Readers may be aware of the “Cold Blob” which is moving across the northern Pacific Ocean. In this post I shall show sea surface temperature anomalies, and currents, in all of the world’s oceans, as shown by nullschool.
This is the colour scale for all figures, from -6C to +6C. Zero anomaly is black.
The Arctic Ocean
The Southern Ocean
Note the large area of sea ice around Antarctica (black) surrounded by a ring of below average SSTs, with another ring of swirling eddies of warmer SSTs. Note also the cold blob just below south-western Australia which is working its way east.
The Atlantic Ocean
The North Atlantic is predominantly unusually warm- especially the Gulf Stream. However the South Atlantic is largely covered by a very large pool of cold water.
The Indian Ocean
The Indian Ocean Dipole between the west and the east is plain to see. Note the colder than normal SSTs near south-western Australia which have led to some unusually cold land temperatures this winter and spring.
The Pacific Ocean
The El Nino has ended and La Nina appears to be building as the surge of cold water moves west along the Equator. Note the cold blobs in the North Pacific, and less well defined in the South Pacific. Note also the high SSTs near South America and around the International Date Line at 30 degrees North.
Note there are large areas of above and below normal SSTs in all ocean basins except the Arctic, where sea ice cover tends to hide water temperature below. The Arctic ocean atmospheric temperature anomalies have recently shot up to record highs.
I now turn to the seas close to Australia.
Waters around the northern, north-western, and eastern coasts of Australia are generally 1.0 to 1.8C above normal. This includes the area of the Great Barrier Reef. The East Australian Current runs down the east coast and can be seen as a warm tongue spilling into the Tasman Sea. (This is what led to the ABC’s reports about high temperatures in the Tasman Sea.) But the Tasman Sea has several eddies of cold and warm water. Note also the cold area to the south of Western Australia, and the cool area just to the east of Tasmania.
Warm waters around northern Australia are likely to generate extra rainfall and probably cyclones, and a strong gradient between north and south will likely lead to strong weather changes and storms.

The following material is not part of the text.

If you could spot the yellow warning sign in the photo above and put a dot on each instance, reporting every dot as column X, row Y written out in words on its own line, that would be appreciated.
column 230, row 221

Conclusion: Once again, the difference between the Northern and Southern Hemispheres shows itself in sea temperatures. Apart from the cold blob in the northern Pacific, Northern Hemisphere oceans are predominantly warmer than usual, while those of the Southern Hemisphere have large regions of both warmer and cooler water. There is a very large cold blob in the South Atlantic, and another surrounding Antarctica. Ocean currents constantly move thermal energy around, releasing it by radiation and evaporation mainly, and governing land temperatures hundreds of kilometres away.
The next six months should be interesting.